Deindustrialization and neoliberal policies erode Ohio’s manufacturing base despite nationalist rhetoric, exposing structural economic fragility
Original framing: “A Trump pledge is falling flat as Ohio musical instrument plant closes - Reuters” — Reuters (via Google News)
The original framing omits the role of financialization in manufacturing decline, the impact of NAFTA and other trade agreements, the historical context of Ohio’s industrial decline since the 1980s, and the voices of displaced workers and local communities. Indigenous and non-Western perspectives on economic resilience, such as communal land tenure models or cooperative economics, are entirely absent. The story also ignores the role of corporate tax avoidance and the shift from productive to extractive economies.
Low structural omission detected in mainstream coverage.
Reuters, as a Western corporate media outlet, frames the story through a nationalist lens that centers U.S. political actors and economic policies, obscuring the role of multinational corporations, financial elites, and historical trade agreements. The narrative serves to reinforce a binary between 'successful' and 'failing' states while deflecting attention from transnational capital flows and the complicity of both Democratic and Republican administrations in deregulatory policies. The framing benefits political operatives who exploit economic anxiety for electoral gain while avoiding structural critique.

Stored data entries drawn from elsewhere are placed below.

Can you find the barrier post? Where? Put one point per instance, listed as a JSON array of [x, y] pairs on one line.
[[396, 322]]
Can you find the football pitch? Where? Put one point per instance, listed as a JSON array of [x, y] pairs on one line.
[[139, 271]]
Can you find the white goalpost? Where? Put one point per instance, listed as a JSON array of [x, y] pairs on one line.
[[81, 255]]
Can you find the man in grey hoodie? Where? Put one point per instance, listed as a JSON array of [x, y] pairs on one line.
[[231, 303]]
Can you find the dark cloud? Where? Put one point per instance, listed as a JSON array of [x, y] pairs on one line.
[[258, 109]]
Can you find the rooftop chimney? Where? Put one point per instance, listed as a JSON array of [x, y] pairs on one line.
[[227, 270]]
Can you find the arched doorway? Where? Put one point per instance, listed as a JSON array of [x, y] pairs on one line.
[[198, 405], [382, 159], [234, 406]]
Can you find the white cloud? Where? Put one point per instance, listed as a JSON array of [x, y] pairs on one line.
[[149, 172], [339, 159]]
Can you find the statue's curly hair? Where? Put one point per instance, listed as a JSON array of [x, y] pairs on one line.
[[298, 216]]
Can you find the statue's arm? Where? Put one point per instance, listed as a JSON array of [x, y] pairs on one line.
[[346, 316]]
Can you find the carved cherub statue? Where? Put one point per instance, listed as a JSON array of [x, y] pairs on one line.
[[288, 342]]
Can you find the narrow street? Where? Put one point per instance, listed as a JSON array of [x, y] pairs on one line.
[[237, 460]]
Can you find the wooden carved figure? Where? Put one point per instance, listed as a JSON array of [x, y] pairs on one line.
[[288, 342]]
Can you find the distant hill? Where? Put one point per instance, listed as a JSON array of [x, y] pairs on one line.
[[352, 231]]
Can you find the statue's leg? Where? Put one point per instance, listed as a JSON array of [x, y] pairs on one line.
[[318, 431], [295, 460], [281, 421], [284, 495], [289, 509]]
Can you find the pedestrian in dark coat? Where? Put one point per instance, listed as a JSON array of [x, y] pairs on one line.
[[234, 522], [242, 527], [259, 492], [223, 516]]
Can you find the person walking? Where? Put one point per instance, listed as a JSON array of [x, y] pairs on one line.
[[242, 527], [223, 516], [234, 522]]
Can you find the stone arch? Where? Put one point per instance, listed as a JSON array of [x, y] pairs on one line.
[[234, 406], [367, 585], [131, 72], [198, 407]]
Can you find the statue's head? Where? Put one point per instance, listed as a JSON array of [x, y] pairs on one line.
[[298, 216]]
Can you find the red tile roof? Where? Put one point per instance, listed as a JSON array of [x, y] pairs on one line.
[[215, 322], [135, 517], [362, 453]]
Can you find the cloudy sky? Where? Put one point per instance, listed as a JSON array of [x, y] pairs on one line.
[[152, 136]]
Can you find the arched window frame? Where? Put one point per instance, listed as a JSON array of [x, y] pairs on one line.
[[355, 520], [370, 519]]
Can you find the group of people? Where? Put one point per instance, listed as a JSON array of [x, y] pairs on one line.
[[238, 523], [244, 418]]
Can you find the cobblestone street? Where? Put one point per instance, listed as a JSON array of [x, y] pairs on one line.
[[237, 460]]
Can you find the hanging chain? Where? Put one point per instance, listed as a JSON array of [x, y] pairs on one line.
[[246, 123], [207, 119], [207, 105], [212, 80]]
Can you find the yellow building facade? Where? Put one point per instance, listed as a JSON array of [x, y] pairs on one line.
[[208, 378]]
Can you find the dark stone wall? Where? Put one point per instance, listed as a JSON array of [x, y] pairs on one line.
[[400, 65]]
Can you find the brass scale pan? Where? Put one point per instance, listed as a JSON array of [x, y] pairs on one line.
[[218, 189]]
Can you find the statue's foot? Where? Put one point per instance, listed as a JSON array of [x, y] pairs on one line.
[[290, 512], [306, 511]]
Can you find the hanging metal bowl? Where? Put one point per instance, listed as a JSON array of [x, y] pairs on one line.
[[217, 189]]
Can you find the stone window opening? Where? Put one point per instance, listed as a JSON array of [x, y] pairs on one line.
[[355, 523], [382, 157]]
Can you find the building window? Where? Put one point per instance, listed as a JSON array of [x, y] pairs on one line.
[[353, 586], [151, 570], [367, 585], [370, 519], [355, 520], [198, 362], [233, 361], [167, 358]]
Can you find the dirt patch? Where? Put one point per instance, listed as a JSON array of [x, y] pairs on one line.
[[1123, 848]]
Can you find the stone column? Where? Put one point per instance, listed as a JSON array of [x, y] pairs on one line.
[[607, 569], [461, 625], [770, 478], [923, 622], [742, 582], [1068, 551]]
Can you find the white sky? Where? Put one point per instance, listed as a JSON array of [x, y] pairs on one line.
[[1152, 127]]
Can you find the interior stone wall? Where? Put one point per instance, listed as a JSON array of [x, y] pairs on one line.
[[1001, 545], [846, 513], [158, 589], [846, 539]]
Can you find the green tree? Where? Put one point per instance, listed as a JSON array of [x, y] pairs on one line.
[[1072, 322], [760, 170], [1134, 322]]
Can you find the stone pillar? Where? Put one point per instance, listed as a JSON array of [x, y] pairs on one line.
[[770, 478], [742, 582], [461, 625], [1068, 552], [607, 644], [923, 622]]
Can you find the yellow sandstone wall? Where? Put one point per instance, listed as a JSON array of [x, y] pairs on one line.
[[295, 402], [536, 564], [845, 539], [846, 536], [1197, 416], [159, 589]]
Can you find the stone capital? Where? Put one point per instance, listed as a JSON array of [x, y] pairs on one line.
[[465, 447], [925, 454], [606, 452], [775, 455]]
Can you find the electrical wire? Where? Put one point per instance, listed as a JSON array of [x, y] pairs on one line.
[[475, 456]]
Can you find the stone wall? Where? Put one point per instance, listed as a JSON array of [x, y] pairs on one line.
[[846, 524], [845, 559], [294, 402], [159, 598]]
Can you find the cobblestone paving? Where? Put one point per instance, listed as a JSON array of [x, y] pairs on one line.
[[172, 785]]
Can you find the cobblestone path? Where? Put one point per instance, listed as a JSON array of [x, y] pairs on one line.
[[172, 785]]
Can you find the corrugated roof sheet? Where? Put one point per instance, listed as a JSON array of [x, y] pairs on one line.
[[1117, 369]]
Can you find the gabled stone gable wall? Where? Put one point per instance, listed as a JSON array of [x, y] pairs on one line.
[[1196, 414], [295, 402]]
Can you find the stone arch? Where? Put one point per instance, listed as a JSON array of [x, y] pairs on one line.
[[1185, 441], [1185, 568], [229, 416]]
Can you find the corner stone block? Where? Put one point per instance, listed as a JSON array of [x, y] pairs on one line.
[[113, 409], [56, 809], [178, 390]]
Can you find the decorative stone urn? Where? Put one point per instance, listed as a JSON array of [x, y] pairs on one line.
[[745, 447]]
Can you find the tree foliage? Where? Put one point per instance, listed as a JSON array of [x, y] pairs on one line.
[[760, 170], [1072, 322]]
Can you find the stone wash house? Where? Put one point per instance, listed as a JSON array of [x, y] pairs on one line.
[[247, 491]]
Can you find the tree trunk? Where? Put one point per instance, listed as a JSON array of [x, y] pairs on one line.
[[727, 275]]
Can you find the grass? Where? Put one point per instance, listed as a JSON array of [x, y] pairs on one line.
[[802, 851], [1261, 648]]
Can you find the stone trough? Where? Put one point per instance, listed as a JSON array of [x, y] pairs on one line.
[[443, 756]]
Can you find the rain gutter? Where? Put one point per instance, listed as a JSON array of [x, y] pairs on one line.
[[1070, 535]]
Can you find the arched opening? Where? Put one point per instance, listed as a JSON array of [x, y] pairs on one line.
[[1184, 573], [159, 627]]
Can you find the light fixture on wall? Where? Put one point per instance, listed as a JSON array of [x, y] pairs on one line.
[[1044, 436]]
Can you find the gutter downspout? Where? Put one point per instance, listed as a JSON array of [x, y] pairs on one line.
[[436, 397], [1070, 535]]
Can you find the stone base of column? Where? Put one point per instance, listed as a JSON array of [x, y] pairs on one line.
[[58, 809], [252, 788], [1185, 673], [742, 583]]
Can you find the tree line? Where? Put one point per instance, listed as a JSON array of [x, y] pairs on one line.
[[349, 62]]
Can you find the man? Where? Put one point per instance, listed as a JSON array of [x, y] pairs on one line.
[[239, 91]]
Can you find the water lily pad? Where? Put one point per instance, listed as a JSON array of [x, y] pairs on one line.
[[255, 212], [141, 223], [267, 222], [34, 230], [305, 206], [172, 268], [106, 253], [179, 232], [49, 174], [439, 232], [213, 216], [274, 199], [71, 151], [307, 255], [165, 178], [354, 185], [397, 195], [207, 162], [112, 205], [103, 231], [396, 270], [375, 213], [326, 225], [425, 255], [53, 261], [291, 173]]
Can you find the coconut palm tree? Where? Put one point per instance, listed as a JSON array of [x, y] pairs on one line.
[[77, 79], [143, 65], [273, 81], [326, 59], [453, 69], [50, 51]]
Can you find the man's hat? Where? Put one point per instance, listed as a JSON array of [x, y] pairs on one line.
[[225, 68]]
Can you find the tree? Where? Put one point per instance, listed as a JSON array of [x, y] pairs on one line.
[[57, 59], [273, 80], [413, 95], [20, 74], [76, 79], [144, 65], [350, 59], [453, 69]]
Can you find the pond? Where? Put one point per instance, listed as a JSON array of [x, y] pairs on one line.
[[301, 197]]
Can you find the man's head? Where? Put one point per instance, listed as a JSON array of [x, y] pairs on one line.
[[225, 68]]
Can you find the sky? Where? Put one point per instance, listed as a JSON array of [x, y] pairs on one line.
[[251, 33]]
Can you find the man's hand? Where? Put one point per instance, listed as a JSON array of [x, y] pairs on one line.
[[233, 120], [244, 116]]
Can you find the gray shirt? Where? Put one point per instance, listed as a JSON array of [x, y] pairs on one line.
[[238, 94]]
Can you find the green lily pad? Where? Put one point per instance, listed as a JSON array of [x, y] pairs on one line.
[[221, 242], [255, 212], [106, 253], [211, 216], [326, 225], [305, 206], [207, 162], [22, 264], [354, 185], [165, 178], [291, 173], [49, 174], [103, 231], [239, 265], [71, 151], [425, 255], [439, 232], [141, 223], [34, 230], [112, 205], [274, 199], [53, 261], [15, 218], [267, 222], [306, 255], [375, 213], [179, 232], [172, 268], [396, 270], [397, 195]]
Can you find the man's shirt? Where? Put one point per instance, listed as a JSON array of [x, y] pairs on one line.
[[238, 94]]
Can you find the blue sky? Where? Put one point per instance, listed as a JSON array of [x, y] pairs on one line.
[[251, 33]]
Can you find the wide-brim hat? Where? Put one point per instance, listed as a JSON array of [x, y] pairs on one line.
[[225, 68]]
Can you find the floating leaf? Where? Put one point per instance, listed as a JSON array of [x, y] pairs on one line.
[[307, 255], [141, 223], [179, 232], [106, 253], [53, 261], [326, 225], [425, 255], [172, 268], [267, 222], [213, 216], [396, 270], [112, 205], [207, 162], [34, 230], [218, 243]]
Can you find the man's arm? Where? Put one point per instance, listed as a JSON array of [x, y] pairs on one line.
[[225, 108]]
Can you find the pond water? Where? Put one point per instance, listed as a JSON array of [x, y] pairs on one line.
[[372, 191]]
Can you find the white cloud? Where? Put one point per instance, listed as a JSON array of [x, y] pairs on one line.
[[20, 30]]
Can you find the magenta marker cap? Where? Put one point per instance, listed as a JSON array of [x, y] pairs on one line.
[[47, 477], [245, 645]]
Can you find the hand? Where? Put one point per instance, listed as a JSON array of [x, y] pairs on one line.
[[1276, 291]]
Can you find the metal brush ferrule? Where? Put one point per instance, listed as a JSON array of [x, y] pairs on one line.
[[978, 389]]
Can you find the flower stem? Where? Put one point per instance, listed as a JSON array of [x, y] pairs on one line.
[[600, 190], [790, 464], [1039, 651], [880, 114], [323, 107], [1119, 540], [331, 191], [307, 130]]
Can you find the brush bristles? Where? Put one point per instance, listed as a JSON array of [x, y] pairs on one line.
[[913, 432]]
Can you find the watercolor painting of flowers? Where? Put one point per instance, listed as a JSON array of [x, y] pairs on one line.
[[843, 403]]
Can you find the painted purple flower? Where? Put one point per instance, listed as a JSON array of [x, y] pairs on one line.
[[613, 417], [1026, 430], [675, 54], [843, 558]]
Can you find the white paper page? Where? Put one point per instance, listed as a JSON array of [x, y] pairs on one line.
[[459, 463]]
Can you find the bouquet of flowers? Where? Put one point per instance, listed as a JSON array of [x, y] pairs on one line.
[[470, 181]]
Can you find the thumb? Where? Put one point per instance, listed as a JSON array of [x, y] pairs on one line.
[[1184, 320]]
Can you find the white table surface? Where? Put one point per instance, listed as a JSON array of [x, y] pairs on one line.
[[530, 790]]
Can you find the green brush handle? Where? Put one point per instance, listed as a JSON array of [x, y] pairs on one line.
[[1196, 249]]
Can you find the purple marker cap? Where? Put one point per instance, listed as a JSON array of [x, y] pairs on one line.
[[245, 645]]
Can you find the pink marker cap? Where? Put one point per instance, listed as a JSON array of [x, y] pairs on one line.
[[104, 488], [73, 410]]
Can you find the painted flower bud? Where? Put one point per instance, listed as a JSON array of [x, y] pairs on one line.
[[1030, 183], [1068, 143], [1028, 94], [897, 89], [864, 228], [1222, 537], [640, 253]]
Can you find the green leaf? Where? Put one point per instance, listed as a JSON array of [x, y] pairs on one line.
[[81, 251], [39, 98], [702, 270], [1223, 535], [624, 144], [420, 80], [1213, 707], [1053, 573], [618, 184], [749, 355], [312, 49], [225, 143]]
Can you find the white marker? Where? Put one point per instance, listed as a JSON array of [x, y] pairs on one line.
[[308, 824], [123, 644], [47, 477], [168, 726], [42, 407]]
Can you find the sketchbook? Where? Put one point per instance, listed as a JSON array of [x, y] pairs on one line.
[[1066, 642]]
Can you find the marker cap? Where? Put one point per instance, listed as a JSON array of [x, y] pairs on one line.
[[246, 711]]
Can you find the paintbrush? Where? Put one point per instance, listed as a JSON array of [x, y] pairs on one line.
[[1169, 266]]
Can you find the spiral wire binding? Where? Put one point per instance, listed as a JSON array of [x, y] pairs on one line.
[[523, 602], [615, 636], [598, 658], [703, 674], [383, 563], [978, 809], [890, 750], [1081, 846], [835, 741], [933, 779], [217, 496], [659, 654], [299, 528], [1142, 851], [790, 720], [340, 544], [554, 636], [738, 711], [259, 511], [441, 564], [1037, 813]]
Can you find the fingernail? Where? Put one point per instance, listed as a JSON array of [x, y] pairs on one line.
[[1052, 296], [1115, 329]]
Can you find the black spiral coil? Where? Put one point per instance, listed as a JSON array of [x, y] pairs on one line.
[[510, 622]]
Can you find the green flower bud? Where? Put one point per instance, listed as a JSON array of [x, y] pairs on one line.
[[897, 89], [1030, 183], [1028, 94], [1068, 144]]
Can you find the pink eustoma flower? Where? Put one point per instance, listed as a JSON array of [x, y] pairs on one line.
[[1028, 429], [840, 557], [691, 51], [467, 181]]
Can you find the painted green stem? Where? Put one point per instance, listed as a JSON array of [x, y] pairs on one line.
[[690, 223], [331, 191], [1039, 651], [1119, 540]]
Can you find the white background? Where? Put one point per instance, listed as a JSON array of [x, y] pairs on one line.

Ohio’s manufacturing decline is part of a 50-year trend of deindustrialization, accelerated by the 1970s oil shocks, the rise of neoliberalism, and the outsourcing of jobs to low-wage regions. The 1980s saw the collapse of steel and auto industries, followed by the erosion of union power and the shift to a service-based economy. Trade policies like NAFTA (1994) and the WTO’s Agreement on Textiles and Clothing (2005) further hollowed out regional supply chains. The plant’s closure mirrors the fate of thousands of U.S. factories, yet mainstream narratives frame it as a political failure rather than a systemic one.
The closure of the Ohio musical instrument plant is a microcosm of a 50-year crisis of deindustrialization, where neoliberal policies, financialization, and trade agreements have systematically dismantled regional manufacturing hubs.